Tomorrow morning temps in NE Georgia will be in the upper 30’s. Too cold to risk keeping the basil outside any longer. I decided to replant two of the basil plants and try growing them inside over the winter. But I still had too much basil to replant, so I decided it was time to make basil compound butter.
If you’re ambitious you can make the butter yourself but I had a hunk of Amish unsalted butter in the freezer so I set that on the counter and let it thaw. Next I harvested a bunch of basil, rolled the bunch into a chiffonade (pile, roll tightly) then cut. I added the basil to the butter along with two cloves of garlic and a touch of salt.

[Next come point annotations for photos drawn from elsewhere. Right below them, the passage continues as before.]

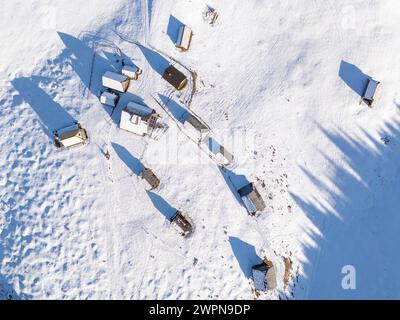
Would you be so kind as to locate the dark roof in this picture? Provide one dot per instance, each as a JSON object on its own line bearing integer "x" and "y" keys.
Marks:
{"x": 264, "y": 277}
{"x": 176, "y": 78}
{"x": 151, "y": 178}
{"x": 197, "y": 124}
{"x": 246, "y": 190}
{"x": 182, "y": 222}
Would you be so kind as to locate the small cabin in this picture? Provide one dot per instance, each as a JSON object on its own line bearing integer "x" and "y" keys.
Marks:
{"x": 71, "y": 136}
{"x": 139, "y": 119}
{"x": 184, "y": 38}
{"x": 132, "y": 72}
{"x": 199, "y": 127}
{"x": 251, "y": 199}
{"x": 115, "y": 81}
{"x": 219, "y": 151}
{"x": 182, "y": 223}
{"x": 109, "y": 99}
{"x": 149, "y": 176}
{"x": 176, "y": 78}
{"x": 264, "y": 277}
{"x": 372, "y": 92}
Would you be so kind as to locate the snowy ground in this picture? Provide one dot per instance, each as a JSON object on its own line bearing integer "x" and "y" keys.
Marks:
{"x": 279, "y": 82}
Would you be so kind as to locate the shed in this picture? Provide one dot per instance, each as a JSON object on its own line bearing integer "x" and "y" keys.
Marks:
{"x": 184, "y": 38}
{"x": 115, "y": 81}
{"x": 149, "y": 176}
{"x": 131, "y": 71}
{"x": 372, "y": 92}
{"x": 219, "y": 151}
{"x": 176, "y": 78}
{"x": 264, "y": 277}
{"x": 182, "y": 223}
{"x": 138, "y": 119}
{"x": 199, "y": 127}
{"x": 251, "y": 199}
{"x": 70, "y": 136}
{"x": 109, "y": 98}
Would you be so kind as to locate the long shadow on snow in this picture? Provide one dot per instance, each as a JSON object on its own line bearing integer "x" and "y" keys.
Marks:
{"x": 161, "y": 205}
{"x": 173, "y": 28}
{"x": 358, "y": 222}
{"x": 87, "y": 63}
{"x": 245, "y": 254}
{"x": 353, "y": 77}
{"x": 7, "y": 292}
{"x": 51, "y": 114}
{"x": 131, "y": 162}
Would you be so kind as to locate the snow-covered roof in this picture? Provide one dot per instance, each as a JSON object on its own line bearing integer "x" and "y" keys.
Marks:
{"x": 115, "y": 76}
{"x": 139, "y": 109}
{"x": 371, "y": 89}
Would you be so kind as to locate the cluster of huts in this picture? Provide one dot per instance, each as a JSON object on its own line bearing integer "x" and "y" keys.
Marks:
{"x": 144, "y": 121}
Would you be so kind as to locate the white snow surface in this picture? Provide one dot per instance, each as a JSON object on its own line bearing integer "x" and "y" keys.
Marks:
{"x": 282, "y": 79}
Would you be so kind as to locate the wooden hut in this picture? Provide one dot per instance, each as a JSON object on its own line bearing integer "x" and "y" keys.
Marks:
{"x": 372, "y": 92}
{"x": 109, "y": 99}
{"x": 176, "y": 78}
{"x": 182, "y": 223}
{"x": 115, "y": 81}
{"x": 71, "y": 136}
{"x": 139, "y": 119}
{"x": 149, "y": 176}
{"x": 264, "y": 277}
{"x": 184, "y": 38}
{"x": 251, "y": 199}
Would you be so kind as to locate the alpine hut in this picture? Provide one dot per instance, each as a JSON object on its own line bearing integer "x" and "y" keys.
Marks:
{"x": 199, "y": 127}
{"x": 149, "y": 176}
{"x": 219, "y": 152}
{"x": 251, "y": 199}
{"x": 115, "y": 81}
{"x": 264, "y": 277}
{"x": 139, "y": 119}
{"x": 372, "y": 92}
{"x": 71, "y": 136}
{"x": 184, "y": 38}
{"x": 109, "y": 99}
{"x": 182, "y": 223}
{"x": 132, "y": 72}
{"x": 176, "y": 78}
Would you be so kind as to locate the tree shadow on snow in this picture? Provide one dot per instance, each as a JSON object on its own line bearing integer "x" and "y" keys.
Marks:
{"x": 161, "y": 205}
{"x": 173, "y": 28}
{"x": 178, "y": 112}
{"x": 357, "y": 220}
{"x": 51, "y": 114}
{"x": 353, "y": 77}
{"x": 130, "y": 161}
{"x": 245, "y": 254}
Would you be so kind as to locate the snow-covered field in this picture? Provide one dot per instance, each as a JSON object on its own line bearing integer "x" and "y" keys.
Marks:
{"x": 278, "y": 81}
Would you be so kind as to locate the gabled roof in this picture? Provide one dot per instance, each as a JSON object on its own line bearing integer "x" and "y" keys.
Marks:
{"x": 175, "y": 77}
{"x": 139, "y": 109}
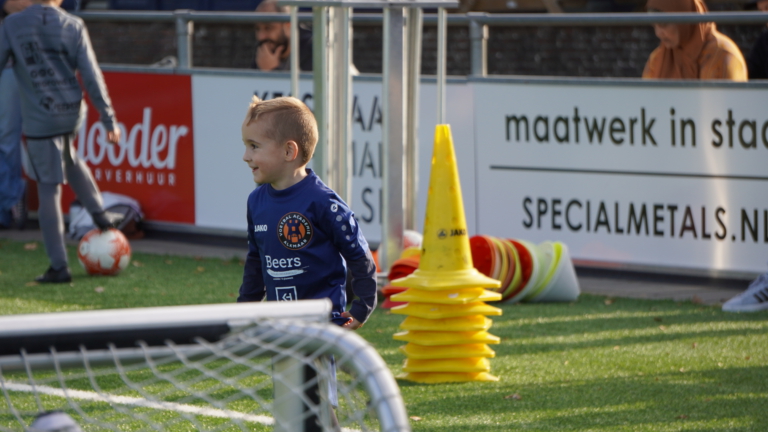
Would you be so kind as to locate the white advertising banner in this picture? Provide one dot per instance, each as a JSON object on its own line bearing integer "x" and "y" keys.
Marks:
{"x": 651, "y": 175}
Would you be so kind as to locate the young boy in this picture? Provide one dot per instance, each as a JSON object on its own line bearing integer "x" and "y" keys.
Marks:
{"x": 302, "y": 237}
{"x": 48, "y": 47}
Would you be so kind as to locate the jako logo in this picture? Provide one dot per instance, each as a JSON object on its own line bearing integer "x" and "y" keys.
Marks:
{"x": 144, "y": 146}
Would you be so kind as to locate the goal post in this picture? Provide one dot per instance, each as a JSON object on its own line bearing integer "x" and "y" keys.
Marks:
{"x": 247, "y": 366}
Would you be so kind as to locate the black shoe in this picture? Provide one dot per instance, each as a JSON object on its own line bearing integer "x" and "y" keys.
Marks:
{"x": 52, "y": 275}
{"x": 102, "y": 221}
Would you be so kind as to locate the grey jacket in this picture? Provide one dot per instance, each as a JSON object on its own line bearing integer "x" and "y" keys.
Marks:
{"x": 48, "y": 46}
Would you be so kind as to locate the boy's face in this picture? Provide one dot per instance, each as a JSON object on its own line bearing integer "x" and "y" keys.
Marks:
{"x": 264, "y": 156}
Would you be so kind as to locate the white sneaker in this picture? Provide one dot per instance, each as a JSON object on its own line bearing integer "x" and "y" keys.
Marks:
{"x": 754, "y": 299}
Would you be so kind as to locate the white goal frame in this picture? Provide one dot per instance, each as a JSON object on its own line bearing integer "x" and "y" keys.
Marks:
{"x": 297, "y": 335}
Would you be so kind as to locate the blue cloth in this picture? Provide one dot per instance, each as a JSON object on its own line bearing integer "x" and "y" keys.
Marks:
{"x": 301, "y": 241}
{"x": 11, "y": 183}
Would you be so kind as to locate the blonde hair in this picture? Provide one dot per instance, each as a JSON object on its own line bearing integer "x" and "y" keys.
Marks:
{"x": 287, "y": 119}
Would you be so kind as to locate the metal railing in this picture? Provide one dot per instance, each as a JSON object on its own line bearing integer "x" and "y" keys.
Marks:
{"x": 478, "y": 23}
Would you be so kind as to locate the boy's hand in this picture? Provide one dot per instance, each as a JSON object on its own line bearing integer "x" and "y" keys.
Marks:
{"x": 352, "y": 323}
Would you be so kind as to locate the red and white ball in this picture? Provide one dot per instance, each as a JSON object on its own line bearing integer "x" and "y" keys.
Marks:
{"x": 104, "y": 253}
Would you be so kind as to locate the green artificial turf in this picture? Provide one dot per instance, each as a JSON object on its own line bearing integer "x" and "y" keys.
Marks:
{"x": 150, "y": 280}
{"x": 593, "y": 365}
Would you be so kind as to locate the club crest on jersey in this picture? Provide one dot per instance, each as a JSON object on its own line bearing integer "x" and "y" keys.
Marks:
{"x": 294, "y": 231}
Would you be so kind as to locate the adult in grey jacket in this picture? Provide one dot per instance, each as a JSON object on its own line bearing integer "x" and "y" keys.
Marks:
{"x": 48, "y": 46}
{"x": 12, "y": 185}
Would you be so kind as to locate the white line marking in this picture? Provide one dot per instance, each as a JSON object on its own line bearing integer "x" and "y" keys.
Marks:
{"x": 160, "y": 405}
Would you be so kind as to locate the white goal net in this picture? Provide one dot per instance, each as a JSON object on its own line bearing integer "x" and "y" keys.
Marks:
{"x": 255, "y": 366}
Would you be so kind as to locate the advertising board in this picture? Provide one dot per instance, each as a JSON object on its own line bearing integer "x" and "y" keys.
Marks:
{"x": 154, "y": 160}
{"x": 654, "y": 175}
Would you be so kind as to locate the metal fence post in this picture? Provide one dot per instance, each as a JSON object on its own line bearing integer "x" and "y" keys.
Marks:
{"x": 393, "y": 135}
{"x": 185, "y": 28}
{"x": 478, "y": 35}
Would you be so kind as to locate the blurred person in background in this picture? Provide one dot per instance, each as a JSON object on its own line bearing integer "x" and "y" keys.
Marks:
{"x": 12, "y": 185}
{"x": 757, "y": 60}
{"x": 273, "y": 49}
{"x": 692, "y": 51}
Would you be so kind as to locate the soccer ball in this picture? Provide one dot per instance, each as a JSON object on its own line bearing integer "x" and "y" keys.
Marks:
{"x": 104, "y": 253}
{"x": 412, "y": 239}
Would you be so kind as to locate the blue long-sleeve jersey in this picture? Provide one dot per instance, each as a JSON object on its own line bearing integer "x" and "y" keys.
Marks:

Here comes the fun part, you can mix with a spatula or just get in there with your hands, which is my preferred method. Just mix until basil, garlic and salt are well incorporated into the butter.
I then put the whole thing on parchment paper and flattened a bit. Then simply begin rolling up the parchment until you have a log. You can skip this step and just put in an airtight jar but I wanted to freeze my compound butter and cut what I needed as I go.
But I still had some basil left that I didn’t want to risk losing so I whisked up a quick herb mustard vinaigrette.
I didn’t measure anything just about 2 tablespoons of Extra Virgin Olive Oil, 1 tablespoon of Dijon mustard, a bunch of chopped basil, 2 cloves of chopped garlic and a pinch of salt. Threw it all in the food processor and blended. I think it will be wonderful over roasted radish and salad turnips.